I’ve seen my name published in the bylines of the hundreds of newspaper articles I wrote before giving up the Dream That Was Supposed to Pay the Bills. That was the plan, you know. The paycheck was supposed to fund the Dream That Included Me and a Book with My Words.
Funny thing, that dream. It might have worked had I gone into teaching kindergartners (maybe that’s why I decided to homeschool?) because playing with and teaching the youngest and most eager has always brought a smile to my heart. The plan may also have worked had I become a secretary, zoologist, or rocket scientist (none of which I am actually qualified for, mind you. Especially the secretary thing. That one requires spelling skills and typos get you fired.)
Instead, the plan blew up in my face because my brain was numb at the end of the day from manipulating words into ideas that formed moving pictures that told Other People’s stories. Sometimes I wrote about the sweet and uplifting. Others, I wrote about the sad and those left behind. I once stood next to a man being tried for murder. He was accused of (and eventually convicted of) sexually assaulting and then killing a teen girl in the small city in which I worked as city editor of the newspaper. Reporters are supposed to be objective, and I was in my coverage of the trial. It was just the facts, m’am. Please and thank you.

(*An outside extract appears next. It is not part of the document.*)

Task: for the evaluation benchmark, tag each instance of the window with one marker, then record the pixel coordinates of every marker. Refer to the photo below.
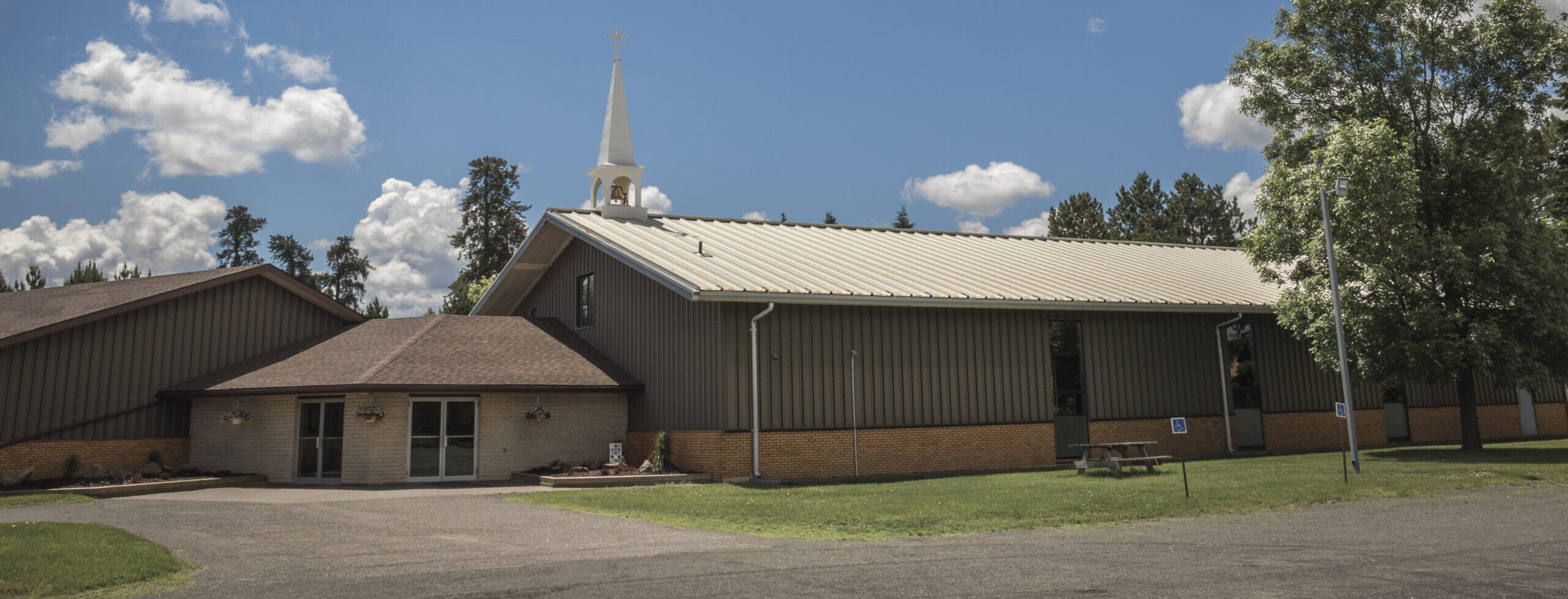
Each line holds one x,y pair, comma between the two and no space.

He scared the living hell out of me. I felt cold standing so close to him. But there was nowhere else to sit and I needed to be up close to get the quotes for the story. I didn’t breathe until I left the courtroom. I didn’t begin to feel warmth until hours later.
Coming home every night after days like that left me no emotional head space for my own writing. There was no time to figure out what my message was. All the desire in the world to be “discovered” and a book deal handed to me like the lucky bloggers turned authors so many of us have come to know and love through their stories wasn’t going to make things happen for me because I lacked the focus, drive, and determination to make it happen myself.
And because I was afraid.
What does she think she has to say? That’s what people would think.
I’ve read better. That’s what they would say.
So I let self doubt trump self worth and I let myself hide behind life itself. I got married. I had a horrible pregnancy. I had a baby. I became a stay at home mom. I lost my father four weeks before I turned 30. I moved 2,500 miles to the desert. I moved 3,000 miles away from the desert because it turns out I’m allergic to the entire southern border.
And the dishwasher always needs to be emptied, restocked, and emptied again.
Write a book? Get an agent? Get a book deal and feel validation from somewhere other than my own head? Maybe, eventually, on the last one. I got the agent after writing the book that is still just a manuscript on her desk because I am not famous enough to convince a publisher to make it into a book. Maybe one day it will sell. Maybe it won’t. Either way, I have moved on to what I realized was the path I had carved out for myself long ago.
Writing non-fiction is like peeling an onion, you see. First you slice the onion in half to make it easier to handle. Then you start to peel back the layers quickly, like taking off a band-aid, because any slower and the tears would pour out even faster. The sting of the onion is always stronger than you had thought it would be and now your mascara looks like shit and you’re wondering if adding the onion to the sauce simmering on the stove was really necessary. You do have onion powder, after all. That would be easier. But it wouldn’t taste as good because then the simmering sauce would be served without your tears blended into the flavor and you know that because you’ve taken the easy way out before.
So you keep going. And it’s worth it.
I’ve seen my name published in newspapers and magazines. I even had a book “published” by my elementary library when I was in the 6th grade and puffed up with pride each time I learned it had been checked out. I’ve hit publish on thousands of blog posts in the time since I learned that I could share my words when and how I wanted. Almost always, it never satisfied because I was relying on the onion powder instead of working my way through the onion.
Self-deprecating humor and jokes about my fat ass to hide behind because I hate fucking up my mascara.
See what I just did there?
I’ve always said that fate makes you wait for things that are meant to happen until you are ready for them to happen. And she’s hell-bent on making sure I figure my shit out before she claps ‘cuz I got it and passes me a tissue to wipe away the onion’s tears. So I peel away a layer and find my voice. Another and I see the beginning of an idea. Yet another and I’ve found the confidence to reach out to writers and bloggers I wouldn’t have been brave enough to approach yesterday. Another still and I’m making the sign of the cross as I hold my breath and hit publish and Fate hands me the tissue box and I am proud. I am honored. I am surrounded by the brilliance and honesty and strength and beauty in the words of those I respect and admire. And I smile because my name is on a book.
A book with my words. A book with words shared by 14 other women.
Dreams are now reality and dinner will be fabulous.